Intense fighting in Gaza, mediators redouble efforts for truce

Khan Younes, in the south of Gaza, is the scene of deadly fighting on Wednesday between Hamas and the Israeli army, which pushes residents to flee and threatens hospitals, at a time when the mediating countries are trying to reach a new truce in the devastated Palestinian territory.

Heavy strikes and tank fire, according to an AFP correspondent, again targeted Khan Younes, a largely destroyed city, which had become the epicenter of the war triggered on October 7 by the bloody attack by the Palestinian Islamist movement. against Israel.

The Israeli army admitted on Tuesday that it had begun to flood the tunnels dug by Hamas in the basement of Gaza, one of the major tactical objectives of the war.
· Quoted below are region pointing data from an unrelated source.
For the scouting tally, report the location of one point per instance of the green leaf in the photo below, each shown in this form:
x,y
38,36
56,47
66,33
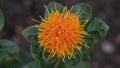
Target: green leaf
x,y
97,28
82,64
7,48
1,20
29,33
83,10
52,6
12,63
34,64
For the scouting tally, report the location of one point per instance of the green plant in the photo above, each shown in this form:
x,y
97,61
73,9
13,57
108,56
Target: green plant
x,y
11,56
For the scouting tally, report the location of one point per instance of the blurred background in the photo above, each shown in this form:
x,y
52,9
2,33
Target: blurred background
x,y
18,15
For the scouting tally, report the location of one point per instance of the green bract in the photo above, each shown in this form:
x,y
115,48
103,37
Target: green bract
x,y
95,27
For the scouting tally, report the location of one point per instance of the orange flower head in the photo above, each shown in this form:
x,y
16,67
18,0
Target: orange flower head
x,y
60,34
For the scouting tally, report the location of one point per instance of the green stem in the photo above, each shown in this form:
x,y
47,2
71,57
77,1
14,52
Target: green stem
x,y
57,63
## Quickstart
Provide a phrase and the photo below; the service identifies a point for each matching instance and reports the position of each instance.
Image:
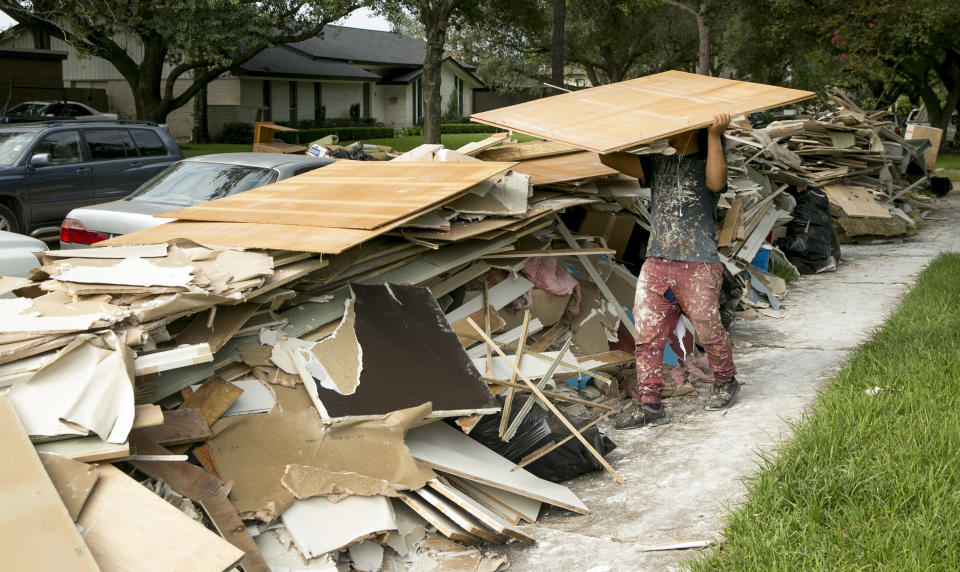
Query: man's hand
(720, 123)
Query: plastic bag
(811, 242)
(538, 429)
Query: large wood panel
(622, 115)
(348, 194)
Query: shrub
(239, 133)
(305, 136)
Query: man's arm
(626, 163)
(716, 163)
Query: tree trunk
(431, 85)
(556, 44)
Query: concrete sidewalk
(681, 477)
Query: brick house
(343, 66)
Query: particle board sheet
(564, 168)
(348, 194)
(444, 448)
(128, 527)
(856, 201)
(36, 531)
(623, 115)
(407, 355)
(250, 235)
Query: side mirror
(41, 160)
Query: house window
(266, 115)
(293, 101)
(366, 100)
(417, 87)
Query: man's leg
(698, 290)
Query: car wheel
(8, 220)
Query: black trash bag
(538, 429)
(730, 294)
(811, 242)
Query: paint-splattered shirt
(683, 209)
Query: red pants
(696, 288)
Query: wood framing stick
(525, 408)
(552, 446)
(595, 276)
(508, 400)
(536, 391)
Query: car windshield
(192, 182)
(12, 144)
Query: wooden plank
(624, 115)
(36, 531)
(212, 399)
(348, 194)
(128, 527)
(564, 168)
(856, 201)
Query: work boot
(722, 395)
(639, 414)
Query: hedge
(468, 128)
(305, 136)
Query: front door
(57, 188)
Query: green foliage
(304, 136)
(868, 481)
(236, 133)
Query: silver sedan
(188, 182)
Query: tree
(197, 40)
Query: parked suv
(49, 168)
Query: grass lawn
(868, 482)
(450, 141)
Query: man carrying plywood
(682, 273)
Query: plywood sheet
(449, 450)
(127, 527)
(348, 194)
(250, 235)
(856, 201)
(36, 531)
(623, 115)
(564, 168)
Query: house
(379, 71)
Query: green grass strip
(868, 482)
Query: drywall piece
(531, 366)
(182, 356)
(149, 251)
(253, 452)
(361, 195)
(212, 398)
(73, 480)
(128, 527)
(855, 201)
(367, 556)
(36, 531)
(256, 398)
(134, 271)
(404, 325)
(250, 235)
(86, 449)
(463, 519)
(500, 294)
(89, 386)
(449, 450)
(627, 114)
(437, 519)
(564, 168)
(319, 526)
(479, 511)
(227, 321)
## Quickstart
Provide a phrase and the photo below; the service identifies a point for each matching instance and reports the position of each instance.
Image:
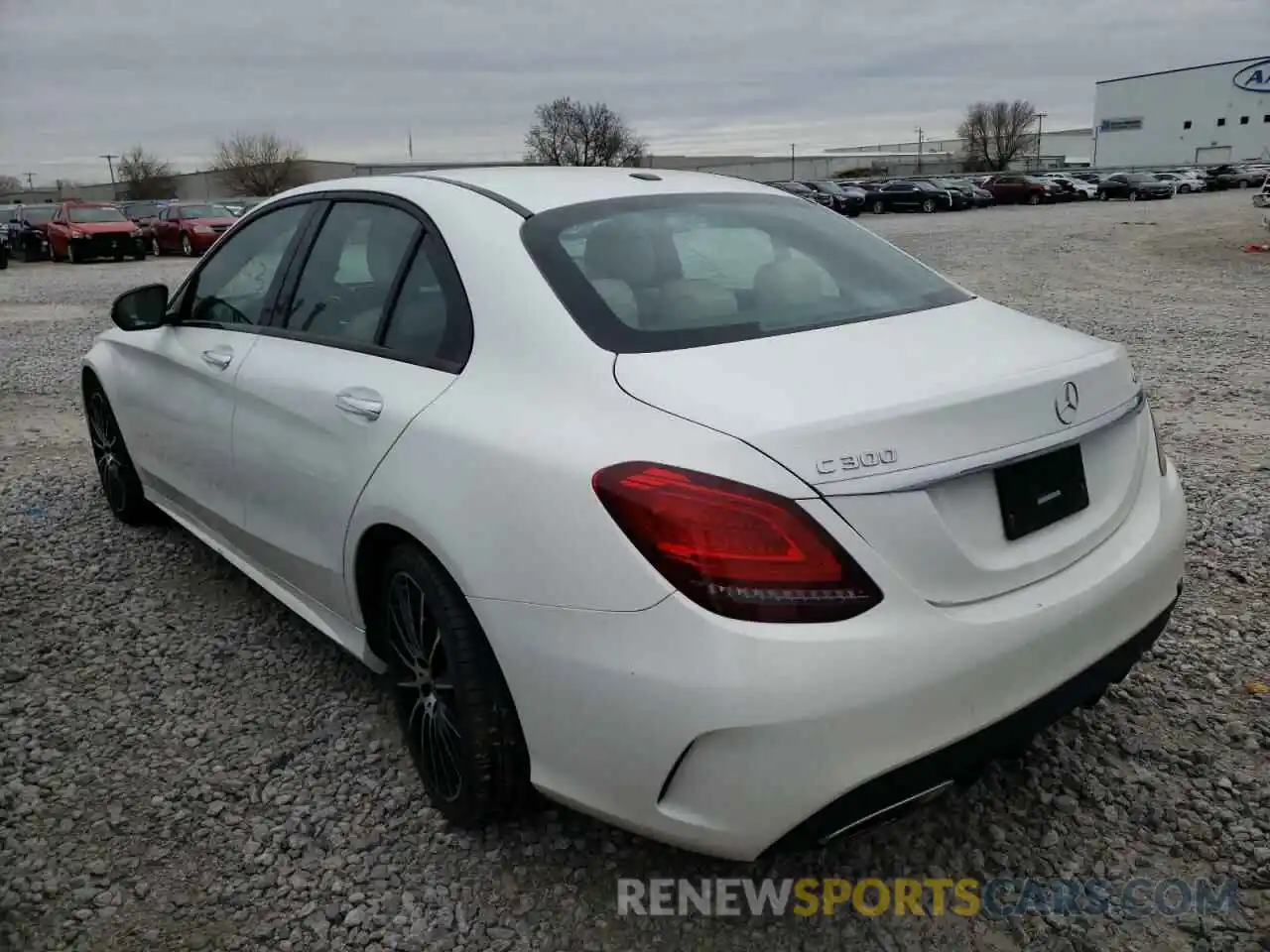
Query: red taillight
(737, 549)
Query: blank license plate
(1039, 492)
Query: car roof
(538, 188)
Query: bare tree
(996, 134)
(145, 176)
(258, 164)
(568, 132)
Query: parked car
(916, 197)
(80, 231)
(846, 199)
(875, 200)
(189, 227)
(1134, 185)
(1010, 188)
(143, 214)
(919, 526)
(804, 191)
(1079, 188)
(1236, 177)
(960, 191)
(1184, 181)
(28, 231)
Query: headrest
(622, 250)
(620, 298)
(686, 302)
(794, 282)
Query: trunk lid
(902, 421)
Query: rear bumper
(726, 738)
(107, 245)
(961, 762)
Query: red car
(82, 230)
(190, 227)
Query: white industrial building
(1196, 116)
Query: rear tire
(118, 476)
(454, 708)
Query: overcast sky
(82, 77)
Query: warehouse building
(1194, 116)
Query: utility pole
(109, 164)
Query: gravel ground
(185, 766)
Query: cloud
(80, 77)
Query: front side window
(671, 272)
(89, 214)
(234, 285)
(350, 271)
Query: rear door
(373, 329)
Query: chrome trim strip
(952, 470)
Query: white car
(1184, 181)
(698, 509)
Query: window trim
(300, 258)
(178, 304)
(579, 298)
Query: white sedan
(698, 509)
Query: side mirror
(140, 308)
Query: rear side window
(672, 272)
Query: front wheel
(119, 481)
(453, 705)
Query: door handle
(218, 358)
(359, 402)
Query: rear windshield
(674, 272)
(204, 211)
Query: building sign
(1255, 77)
(1120, 125)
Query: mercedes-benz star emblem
(1067, 403)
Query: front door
(324, 397)
(181, 400)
This vast network of concrete corridors constitutes a trap for the soldiers and several hostages have been held there. Israel accuses Hamas, in power in Gaza since 2007, of having built them in particular under hospitals and other civilian buildings, thus justifying its bombings.

After almost four months of war, the United States, Egypt and Qatar are working behind the scenes to try to convince Israel and Hamas to commit to a new truce, after that of a week at the end of November which had allowed the release of 105 hostages in Gaza and 240 Palestinian prisoners held by Israel.

Meeting in Cairo

The leader of Hamas, Ismaïl Haniyeh, in exile in Qatar, is expected in Cairo on Wednesday or Thursday for discussions on a truce project.

His delegation is to meet with “Egyptian intelligence officials”, a leader of the movement in Gaza told AFP, to discuss a proposal made during a recent meeting in Paris between CIA Director William Burns, and Egyptian, Israeli and Qatari officials.

Hamas, however, is demanding a total ceasefire as a prerequisite for any agreement, particularly on the release of Israeli hostages.

Israel, for its part, refuses any cessation of fighting until the Islamist movement, which it considers a terrorist organization like the United States and the European Union, is eliminated.

Hamas “will insist on the need for a total cessation of the Israeli aggression”, “a withdrawal of the occupying forces and the return of the displaced to the north of the Gaza Strip”, added this official, affirming that the movement rejected “any proposal” from Israel which would concern “a partial and temporary ceasefire”.

On October 7, Hamas commandos infiltrated from Gaza carried out an unprecedented attack on Israeli soil, which resulted in the death of 1,140 people, mostly civilians, according to an AFP count based on official Israeli figures.

In total, some 250 people were kidnapped and taken to the Gaza Strip. According to Israeli authorities, 132 hostages remain held there, 29 of whom are believed to have died.

In response, Israel vowed to “annihilate” Hamas and launched a vast military operation which left 26,900 dead, the vast majority civilians, according to the Palestinian movement’s Ministry of Health.

“Left to our own devices”

The fighting and bombings left 150 dead in 24 hours across the territory, the Hamas Health Ministry announced on Wednesday.

“Dozens of raids” by Israeli aircraft targeted the center and west of Khan Yunis, “causing dozens of deaths and injuries,” said the Hamas government.

According to the army, “dozens of terrorists” were killed during a raid against installations of Islamic Jihad, another Palestinian armed group, in the west of the city.

“A workshop for manufacturing weapons, including long-range rockets, anti-tank missiles, mines and explosives” was destroyed, as well as an “underground route located in a tunnel”, added the army.

Wednesday morning, according to witnesses, artillery fire targeted the Nasser hospital in Khan Younès, the largest in the south of the territory.

Thousands of civilians have taken refuge there as well as in the Palestinian Red Crescent hospital, al-Amal, near where staff reported fighting and food shortages.

“We left the Nasser hospital without mattresses, under bombings and airstrikes. We didn’t know where to go. We are in the cold, left to our own devices, without tents and without anything to survive,” testified a woman who fled to Rafah, about twenty kilometers further south.

In the territory besieged by Israel, in the grip of a major humanitarian crisis, the bombings have pushed 1.7 million Palestinians, according to the UN, out of a total of 2.4 million inhabitants, to flee their homes.

Most headed south as the fighting spread. More than 1.3 million displaced people, according to the UN, are now crowded into Rafah, trapped against the closed border with Egypt.

Adding to the population’s distress, the civilian aid operations of the UN agency for Palestinian refugees (UNRWA) are under threat after Israel accused 12 of the agency’s 30,000 regional employees of involvement in the attack of October 7.

Thirteen countries have suspended their funding to this agency.

Withdrawing funds from UNRWA “would lead to the collapse of the humanitarian system in Gaza, with far-reaching consequences,” heads of several UN agencies warned.

Faced with the risk of a conflagration in the Middle East, the White House affirmed that the United States’ response would probably be “graduated”, after the death of three American soldiers on Sunday in Jordan, in a drone strike attributed to pro-Iran groups.